LAHORE: The Pak International Business Forum (PIBF) has welcomed the recently signed Memorandums of Understanding (MoUs) between Pakistan and China for cooperation and investment in multiple sectors including industry, energy, infrastructure, technology, agriculture and trade, terming the development a positive step toward strengthening bilateral economic ties.
PIBF President Dr Mushtaq Mangat said that the agreements reflect growing international confidence in Pakistan’s economic potential and strategic importance. He stated that Chinese cooperation can significantly contribute to industrial growth, technology transfer, employment generation and export enhancement if the government creates an environment conducive for investors.
“Pakistan and China share a long-standing strategic partnership and these new agreements can become a milestone for economic progress. However, practical steps are required to convert these understandings into real economic activity and sustainable prosperity,” he said.
Dr Mushtaq Mangat emphasized that Pakistan’s business community is currently facing enormous challenges due to high electricity tariffs, expensive gas, increasing petroleum prices, high interest rates and multiple taxation-related complications. He said industries cannot compete internationally unless the cost of doing business is brought down to regionally competitive levels.
PIBF Secretary General Muhammad Ejaz Tanveer said that while foreign investment agreements are encouraging, the government must simultaneously introduce structural economic reforms to restore investor confidence and strengthen domestic industry.
“Reducing the prices of electricity, gas and petroleum products is essential for industrial revival. Without affordable energy and stable economic policies, industries will continue to struggle and foreign investors may hesitate to expand operations in Pakistan,” he said.
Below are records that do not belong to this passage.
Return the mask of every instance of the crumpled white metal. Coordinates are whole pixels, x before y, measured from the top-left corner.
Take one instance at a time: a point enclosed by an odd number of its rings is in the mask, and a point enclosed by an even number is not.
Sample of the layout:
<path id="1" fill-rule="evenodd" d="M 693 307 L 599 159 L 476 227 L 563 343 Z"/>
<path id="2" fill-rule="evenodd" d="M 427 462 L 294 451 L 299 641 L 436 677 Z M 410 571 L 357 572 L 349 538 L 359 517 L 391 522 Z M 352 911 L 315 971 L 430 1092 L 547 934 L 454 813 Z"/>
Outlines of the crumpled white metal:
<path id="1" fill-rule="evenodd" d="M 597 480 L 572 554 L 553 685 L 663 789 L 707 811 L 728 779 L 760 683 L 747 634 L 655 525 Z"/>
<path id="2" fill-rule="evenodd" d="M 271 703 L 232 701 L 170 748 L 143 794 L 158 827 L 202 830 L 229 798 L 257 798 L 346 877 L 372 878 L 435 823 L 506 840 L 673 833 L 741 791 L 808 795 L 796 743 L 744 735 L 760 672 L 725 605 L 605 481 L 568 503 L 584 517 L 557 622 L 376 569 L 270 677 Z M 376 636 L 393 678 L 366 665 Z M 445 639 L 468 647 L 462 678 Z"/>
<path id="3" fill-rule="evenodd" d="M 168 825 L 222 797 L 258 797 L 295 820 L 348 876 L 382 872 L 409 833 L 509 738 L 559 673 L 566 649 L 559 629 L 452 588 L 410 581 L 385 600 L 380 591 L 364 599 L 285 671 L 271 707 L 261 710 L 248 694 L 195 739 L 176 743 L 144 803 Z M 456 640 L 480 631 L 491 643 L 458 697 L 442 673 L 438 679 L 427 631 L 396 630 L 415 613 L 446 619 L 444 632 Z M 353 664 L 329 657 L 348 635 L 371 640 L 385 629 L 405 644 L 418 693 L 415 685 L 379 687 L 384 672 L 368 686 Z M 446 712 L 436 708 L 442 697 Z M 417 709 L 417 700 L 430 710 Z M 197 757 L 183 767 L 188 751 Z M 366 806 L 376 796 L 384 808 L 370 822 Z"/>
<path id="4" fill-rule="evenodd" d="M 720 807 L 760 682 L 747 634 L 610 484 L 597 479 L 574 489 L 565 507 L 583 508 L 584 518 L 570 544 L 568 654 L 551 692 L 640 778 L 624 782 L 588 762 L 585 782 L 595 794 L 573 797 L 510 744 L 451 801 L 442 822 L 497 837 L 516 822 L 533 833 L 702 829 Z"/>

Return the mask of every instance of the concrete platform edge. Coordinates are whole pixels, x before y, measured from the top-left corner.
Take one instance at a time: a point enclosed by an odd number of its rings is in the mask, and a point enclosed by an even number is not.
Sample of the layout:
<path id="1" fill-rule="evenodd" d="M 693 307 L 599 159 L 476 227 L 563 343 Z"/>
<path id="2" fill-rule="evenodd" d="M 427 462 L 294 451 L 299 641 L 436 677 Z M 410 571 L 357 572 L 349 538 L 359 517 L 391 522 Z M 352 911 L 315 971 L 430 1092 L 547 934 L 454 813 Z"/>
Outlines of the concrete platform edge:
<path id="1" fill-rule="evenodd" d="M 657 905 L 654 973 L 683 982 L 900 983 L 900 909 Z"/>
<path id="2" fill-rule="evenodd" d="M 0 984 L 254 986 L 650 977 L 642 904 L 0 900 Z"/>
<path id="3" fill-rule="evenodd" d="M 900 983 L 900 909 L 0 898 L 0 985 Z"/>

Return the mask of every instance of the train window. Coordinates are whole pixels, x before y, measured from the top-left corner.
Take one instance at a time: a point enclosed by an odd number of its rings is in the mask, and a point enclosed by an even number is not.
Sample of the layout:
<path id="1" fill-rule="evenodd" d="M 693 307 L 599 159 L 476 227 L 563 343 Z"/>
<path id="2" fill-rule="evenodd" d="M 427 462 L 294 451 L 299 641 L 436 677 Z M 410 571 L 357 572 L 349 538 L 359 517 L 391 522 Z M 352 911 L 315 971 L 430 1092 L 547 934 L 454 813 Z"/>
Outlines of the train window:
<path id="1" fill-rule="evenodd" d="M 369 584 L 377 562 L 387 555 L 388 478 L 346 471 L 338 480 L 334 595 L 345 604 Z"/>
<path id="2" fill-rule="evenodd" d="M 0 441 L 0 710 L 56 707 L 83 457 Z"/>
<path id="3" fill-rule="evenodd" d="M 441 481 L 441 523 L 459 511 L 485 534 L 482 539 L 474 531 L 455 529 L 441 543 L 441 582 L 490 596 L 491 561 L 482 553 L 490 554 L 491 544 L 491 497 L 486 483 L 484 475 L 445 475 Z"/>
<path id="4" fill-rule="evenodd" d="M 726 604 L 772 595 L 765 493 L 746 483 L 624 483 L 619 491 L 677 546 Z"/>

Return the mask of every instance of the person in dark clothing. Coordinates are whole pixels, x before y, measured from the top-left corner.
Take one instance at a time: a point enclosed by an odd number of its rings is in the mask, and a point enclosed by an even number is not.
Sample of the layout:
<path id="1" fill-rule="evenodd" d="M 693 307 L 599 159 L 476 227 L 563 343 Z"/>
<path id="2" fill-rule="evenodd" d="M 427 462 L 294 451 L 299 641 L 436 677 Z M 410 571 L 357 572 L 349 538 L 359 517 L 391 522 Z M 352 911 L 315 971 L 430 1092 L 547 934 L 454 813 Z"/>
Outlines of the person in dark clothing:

Muhammad Ejaz Tanveer urged the government to seriously consider the seven-point economic revival agenda proposed by PIBF for sustainable economic growth. He said the agenda focuses on practical reforms aimed at reducing the financial burden on industries and promoting investment.
He briefly outlined the seven points, including reduction in interest rates to facilitate business activity, revival of Development Finance Institutions (DFIs) for long-term industrial financing, provision of targeted facilities for exporters and SMEs, broadening of the tax net while lowering excessive tax rates, simplification of the taxation system through digital reforms, provision of regionally competitive electricity and gas tariffs for industries, and implementation of governance reforms to improve efficiency in the energy and economic sectors.
Dr Mushtaq Mangat added that Pakistan possesses immense economic opportunities and can attract substantial foreign investment provided there is policy continuity, economic stability and ease of doing business.
“The business community fully supports every initiative that strengthens Pakistan’s economy and enhances international cooperation. However, agreements alone are not enough; they must be backed by economic reforms that provide relief to industries, investors and the common man,” he said.
Muhammad Ejaz Tanveer reiterated that PIBF would continue to work closely with policymakers, stakeholders and the business community for industrial revival, export growth and sustainable economic development in Pakistan.